From mboxrd@z Thu Jan  1 00:00:00 1970
From: Christian Ehrhardt <ehrhardt@linux.vnet.ibm.com>
Date: Thu, 09 Oct 2008 14:49:12 +0000
Subject: Re: exit timing analysis v1 - comments&discussions welcome
Message-Id: <48EE19E8.9080002@linux.vnet.ibm.com>
List-Id: <kvm-ppc.vger.kernel.org>
References: <48DA0747.3020004@linux.vnet.ibm.com>
In-Reply-To: <48DA0747.3020004@linux.vnet.ibm.com>
MIME-Version: 1.0
Content-Type: text/plain; charset="utf-8"
Content-Transfer-Encoding: 8bit
To: kvm-ppc@vger.kernel.org

Ok, looking at clear&deliver in detail I made some minor changes, but 
eventually it has no single point to improve.
Most of the time of the 14% in clear%deliver is lost in 
kvmppc_mmu_priv_switch (~8%), the rest spread evenly among the code - 
nothing obvious (maybe some cache misses though).

This code has to be touched anyway when going for a change in the 
guest/host (shadow)TLB management.

Christian Ehrhardt wrote:
> I modified the code according to your comments and my ideas, the new 
> values are shown in column impISF (irq delivery, Stat, FindFirstBit)
>
> I changed some code of the statistic updating and the interrupt 
> delivery and got this:
>     base - impirq (d3) - impstat (d5) - impboth  - impISF
> a)  12.57% -  11.13%     -  12.05%      -  11.03% - 12.28%  exit, 
> saving guest state (booke_interrupt.S)
> b)   7.37% -   9.38%     -   8.69%      -   8.07% - 10.13%  reaching 
> kvmppc_handle_exit
> c)   7.38% -   7.20%     -   7.49%      -   9.78% -  7.85%  syscall 
> exit is checked and a interrupt is queued using kvmppc_queue_exception
> d1)  2.49% -   3.39%     -   2.56%      -   3.30% -  3.70%  some 
> checks for all exits
> d2)  8.84% -   8.56%     -   9.28%      -   8.31% -  6.07%  finding 
> first bit in kvmppc_check_and_deliver_interrupts
> d3)  6.53% -   5.25%     -   6.63%      -   5.10% -  4.27%  
> can_deliver in kvmppc_check_and_deliver_interrupts
> d4) 13.66% -  15.37%     -  14.12%      -  14.92% - 13.96%  
> clear&deliver exception in kvmppc_check_and_deliver_interrupts
> d5)  3.65% -   4.57%     -   2.68%      -   4.41% -  3.77%  updating 
> kvm_stat statistics
> e)   6.55% -   6.30%     -   6.30%      -   5.89% -  6.74%  returning 
> from kvmppc_handle_exit to booke_interrupt.S
> f1) 30.90% -  28.78%     -  30.16%      -  29.16% - 31.19%  restoring 
> guest tlb
> f2)  4.81% -   4.77%     -   5.06%      -   4.66% -  5.17%  restoring 
> guest state ([s]regs)
>
> We all see the measurement inaccuracy, but the last columns look good 
> at the improved sections d2, d3 and d4.
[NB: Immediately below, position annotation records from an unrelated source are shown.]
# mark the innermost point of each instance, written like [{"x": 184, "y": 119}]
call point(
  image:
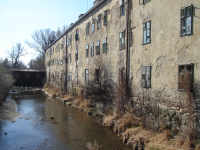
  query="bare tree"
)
[
  {"x": 37, "y": 63},
  {"x": 16, "y": 53},
  {"x": 41, "y": 39}
]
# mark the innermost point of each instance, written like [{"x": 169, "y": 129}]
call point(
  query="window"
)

> I'll remove these detailed tracing soon and make a larger test hoping 
> that this will not have the inaccuracy.
> But for now I still wonder about the ~14% for clear&deliver - that 
> should just not be "that" much.
> It should be worth to look into that section once again more in detail 
> first.
>
> Christian Ehrhardt wrote:
>> Hollis Blanchard wrote:
>>> On Wed, 2008-10-08 at 15:49 +0200, Christian Ehrhardt wrote:
>>>  
>>>> Wondering about that 30.5% for postprocessing and 
>>>> kvmppc_check_and_deliver_interrupts I quickly checked that in 
>>>> detail - part d is now divided in 4 subparts.
>>>> I also looked at the return to guest path if the expected part 
>>>> (restoring tlb) is really the main time eater there. The result 
>>>> shows clearly that it is.
>>>>
>>>> more detailed breakdown:
>>>> a)  10.94%  - exit, saving guest state (booke_interrupt.S)
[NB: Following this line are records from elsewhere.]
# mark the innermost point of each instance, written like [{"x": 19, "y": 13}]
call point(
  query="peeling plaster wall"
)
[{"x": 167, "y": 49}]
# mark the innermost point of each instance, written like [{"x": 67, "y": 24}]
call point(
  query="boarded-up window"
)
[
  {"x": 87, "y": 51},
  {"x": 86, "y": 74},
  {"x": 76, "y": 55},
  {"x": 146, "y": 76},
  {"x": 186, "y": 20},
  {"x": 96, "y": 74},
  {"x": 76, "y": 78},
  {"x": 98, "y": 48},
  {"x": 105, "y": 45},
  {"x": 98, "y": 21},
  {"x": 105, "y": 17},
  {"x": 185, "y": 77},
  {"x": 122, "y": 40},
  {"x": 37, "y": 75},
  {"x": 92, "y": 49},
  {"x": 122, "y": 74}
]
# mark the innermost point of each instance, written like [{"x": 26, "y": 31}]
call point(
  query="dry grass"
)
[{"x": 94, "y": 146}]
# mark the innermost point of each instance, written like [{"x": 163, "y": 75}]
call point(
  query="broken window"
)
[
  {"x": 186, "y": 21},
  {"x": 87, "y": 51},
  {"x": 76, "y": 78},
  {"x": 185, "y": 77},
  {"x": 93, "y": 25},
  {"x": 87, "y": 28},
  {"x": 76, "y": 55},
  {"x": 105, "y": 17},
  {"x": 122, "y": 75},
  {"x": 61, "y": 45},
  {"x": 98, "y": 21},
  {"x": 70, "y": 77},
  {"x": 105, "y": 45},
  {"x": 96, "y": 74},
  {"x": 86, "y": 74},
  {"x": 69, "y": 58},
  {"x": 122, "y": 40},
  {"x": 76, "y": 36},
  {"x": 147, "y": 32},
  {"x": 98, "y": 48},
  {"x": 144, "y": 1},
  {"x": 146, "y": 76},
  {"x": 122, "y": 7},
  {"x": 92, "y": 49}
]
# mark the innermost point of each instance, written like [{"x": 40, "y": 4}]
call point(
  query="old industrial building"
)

>>>> b)   8.12% - reaching kvmppc_handle_exit
>>>> c)   7.59%  - syscall exit is checked and a interrupt is queued 
>>>> using kvmppc_queue_exception
>>>> d1)  3.33%  - some checks for all exits
>>>> d2)  8.29% - finding first bit in kvmppc_check_and_deliver_interrupts
>>>> d3) 17.20% - can_deliver/clear&deliver exception in 
>>>> kvmppc_check_and_deliver_interrupts
>>>> d4)  4.47% - updating kvm_stat statistics
>>>> e)   6.13% - returning from kvmppc_handle_exit to booke_interrupt.S
>>>> f1) 29.18% - restoring guest tlb
>>>> f2)  4.69% - restoring guest state ([s]regs)
>>>>
>>>> These fractions are % of our ~12µs syscall exit.
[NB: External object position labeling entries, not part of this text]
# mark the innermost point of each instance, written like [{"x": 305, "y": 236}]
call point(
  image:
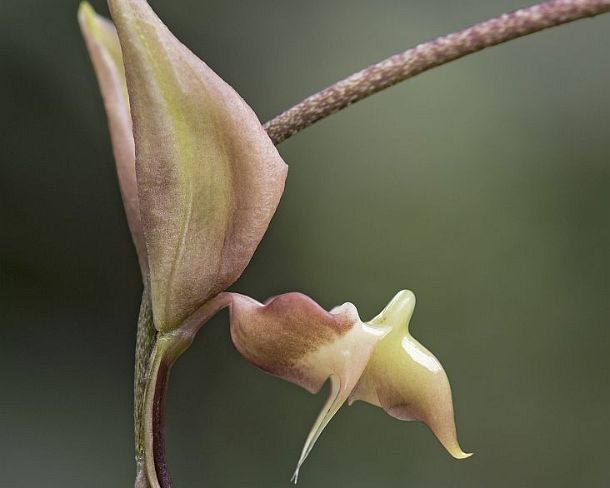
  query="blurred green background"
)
[{"x": 483, "y": 186}]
>>>> => restoring tlb on each reenter = 4µs constant overhead
>>>> => looking a bit into irq delivery and other constant things like 
>>>> kvm_stat updating
>>>>
>>>>     
>>> ...
>>>  
>>>> Now I go for the TLB replacement in f1.
>>>>     
>>>
>>> Hang on... does d3 make sense to you? It doesn't to me, and if 
>>> there's a
>>> bug there it will be easier to fix than rewriting the TLB code. :)
>>>   
>> I did not give up improving that part too :-)
>>> I think your core runs at 667MHz, right? So that's 1.5 ns/cycle. 17.20%
>>> of 12µs is 2064ns, or about 1300 cycles. (Check my math.)
>>>   
>> I get the same results. 1% ~ 80 cycles.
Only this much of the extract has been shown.